Генри рывком встал из-за стола, смахнул прилипшие к щеке колбасные очистки, обтер лицо рукавом. Прозрение пути пришло. Лесенка спасения найдена. Осталось лишь за нее ухватиться.

Спал он или не спал? Утро сейчас или вечер? Бесцветная мгла... густеет... День уступает сумеркам. Манечка все не возвращается. А без нее – в лесенку не вцепиться. Генри шагал по комнате из угла в угол все быстрее. К беспокойству за Манино опоздание прибавилось еще одно яркое неудобство, которое он никак не мог назвать. В мыслях все было ясно. Затекшие шея, плечи и поясница – уже начали отходить. На разлом и грязь в квартире было плевать. Раз за разом Генри обходил небольшую комнатку, присматриваясь по углам и прислушиваясь в форточку.

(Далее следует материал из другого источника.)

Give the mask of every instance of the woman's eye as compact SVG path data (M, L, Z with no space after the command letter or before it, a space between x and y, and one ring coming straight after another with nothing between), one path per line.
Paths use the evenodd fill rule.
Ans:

Источник беспокойства был здесь, внутри, и впивался в самое сердце... Внезапно, под опрокинутым стулом, он обнаружил телефонную трубку. Генри встал на четвереньки. Она надрывно, прерывисто гудела. Схватив за шнур, Генри сумел вытянуть телефон. Его корпус был надвое расколот, но еще держался. Генри собрал телефон в охапку, прижал к груди и стал оглядываться, пятиться – куда бы поставить, а потом размахивать ногами, расчищая место на полу. Генри уже почти утвердил телефон, стоя перед ним на коленях, как его изломанное пластмассовое тельце вдруг ожило трещоткой звонка. Еще нерешительно, Генри поднес трубку к уху, но, услышав Манин голос, рывком вскочил так, что телефон разломился и, повиснув на шнуре и проводах, жалко забился под коленями.

Уже плевать – в самом Генри трещина затянулась и срослась, едва Маня выговорила, узнав в ответе его голос:

– Приезжай ко мне.

Когда Манечка бросила трубку, Генри с размаху швырнул телефон в стену.

Жизнь спасительно укрыта. Черта под предшествующим ей черновиком – под всеми разом страницами – подведена!

 

Когда Генри вошел в Манину квартиру, замок входной двери был предупредительно открыт, сама она небрежно отворена, как раз настолько, чтобы в глаза бросилось полное отсутствие света. У Генри, конечно, мелькнули недобрые мысли, но он сразу отбросил их – невозможно! Пытка не может продолжаться бесконечно: бог, их бог, остановит. Войдя в прихожую, Генри так же тихонько прикрыл за собой дверь, неплотно – не посмел хлопнуть, щелкнуть замком, нарушить тишину. Ослепленный темнотой, он не отважился включить свет. Тишь и тьма в Маниной квартире были неотъемлемой музыкой чего-то высшего, влекущего, куда он спешил окунуться. Нарушить их – отвратительное кощунство и святотатство.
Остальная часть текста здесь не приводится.